CSCI Member Spotlight Blog

Each month, the CSCI Trainee Council will feature one of the CSCI member labs, and learn about their focus.

May 2022: Meet the Stephen Goff Lab

Background:

What is the main focus of your lab?

We study the replication of retroviruses and host factors that regulate them. We have interest in differentiation-specific expression of endogenous retroviruses (ERVs).

How long have you had your lab? When did you join Columbia University?

I’ve had my lab here for 41 years. I came in the fall of 1981.

How big is your lab currently?

 Two postdocs, one student, one tech. Looking for more!

Where is your lab located?

HHSC 1008

Current affairs:

What are the most exciting projects/directions in the lab at this moment?

Epigenetic silencing of incoming viral genomes by histone modifications. Role of SUMOylation in virus restriction. Silencing of HIV in latency. Provirus integration site selection. ERV expression in tumors, and induction to induce immunosensitization.

What are the biggest accomplishments that your lab recently had?

Redirecting provirus integration into centromeric DNA. Identifying host factors for silencing of retroviral DNAs.

Technology:

What are the model systems that your lab is using?

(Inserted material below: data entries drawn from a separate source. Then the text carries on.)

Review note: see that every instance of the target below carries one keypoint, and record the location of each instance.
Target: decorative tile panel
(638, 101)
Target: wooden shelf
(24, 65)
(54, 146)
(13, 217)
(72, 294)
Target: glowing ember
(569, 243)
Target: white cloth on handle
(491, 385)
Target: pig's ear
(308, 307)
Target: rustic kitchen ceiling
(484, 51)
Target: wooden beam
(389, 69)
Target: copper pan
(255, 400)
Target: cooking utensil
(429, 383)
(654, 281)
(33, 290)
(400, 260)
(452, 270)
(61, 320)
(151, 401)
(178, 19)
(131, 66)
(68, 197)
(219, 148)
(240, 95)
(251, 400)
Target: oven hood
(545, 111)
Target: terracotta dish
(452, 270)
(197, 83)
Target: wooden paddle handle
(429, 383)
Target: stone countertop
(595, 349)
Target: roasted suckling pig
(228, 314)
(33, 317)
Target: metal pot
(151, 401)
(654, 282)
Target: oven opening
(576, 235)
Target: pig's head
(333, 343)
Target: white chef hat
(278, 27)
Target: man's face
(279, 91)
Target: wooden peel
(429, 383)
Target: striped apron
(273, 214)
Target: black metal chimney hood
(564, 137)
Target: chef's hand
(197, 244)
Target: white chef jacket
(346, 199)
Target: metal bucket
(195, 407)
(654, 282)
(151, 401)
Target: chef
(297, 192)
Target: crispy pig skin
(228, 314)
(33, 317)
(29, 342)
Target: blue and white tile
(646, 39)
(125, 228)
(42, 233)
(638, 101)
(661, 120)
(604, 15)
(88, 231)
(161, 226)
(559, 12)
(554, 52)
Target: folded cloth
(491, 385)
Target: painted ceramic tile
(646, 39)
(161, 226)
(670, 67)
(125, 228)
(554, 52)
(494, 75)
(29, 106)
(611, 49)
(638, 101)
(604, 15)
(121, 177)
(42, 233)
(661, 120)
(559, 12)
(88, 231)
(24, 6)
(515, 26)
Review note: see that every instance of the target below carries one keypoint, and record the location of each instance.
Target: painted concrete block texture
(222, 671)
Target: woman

All our work (now) is in cell lines in culture. We have used KO mice heavily in the past but not lately. This might change.

What are the key techniques that your lab is using? Are you open to training scientists from other labs?

Basic molecular biology. Cell culture. DNA manipulation, transfections, KO, virology. Microscopy.

What facilities or equipment does your lab absolutely rely upon? Do you use CSCI cores?

Deep sequencing. RNA seq. FACS. MS.

Who shall be contacted with questions about equipment, resources and training?

Kenia de los Santos  or myself

Training:

What's your best approach to mentoring trainees in the lab?

Offer menus and be available. Cheerleading.

Who were your most influential mentors/role models in science and what did you learn from them?

Paul Berg – controls, data organization, presentation. David Baltimore – efficiency and clarity.

Can you recommend courses/lectures in Columbia University that would be most beneficial for students/postdocs?

Hmmm. Genetics?

What would be your career advice for students/postdocs?

Figure out if you want to be a lab head or not – and if yes, go for it.

Are you accepting rotating students at the moment?

Maybe. They need to be very independent, and might be smart to have a co-mentor.

 

Lab management:

How do members of your lab celebrate accomplishments?

Party

Does your lab have any fun traditions?

Pizza

What is the key to running a successful lab?

Keeping people on track, keeping them excited, and letting them do what excites them.

What was the most exciting part about starting your new lab?

Opening the boxes? Running the first gels? Welcoming the first new members?

Stem Cell Directions:

What are the most important recent developments in the stem cell field?

Always the technology. Crispr. Better transfection. Methods like ChIP, RNAseq and so on.

CSCI:

What was the main reason of you joining CSCI? What are the beneficial aspects of CSCI membership for your lab?

We started because of our interest in the strikingly distinctive expression profiles of ES cells for ERVs and exogenous retroviruses. We remain interested in ES regulation of viral expression.

What do you plan to bring to the CSCI community?

ERVs as reporters of differentiation.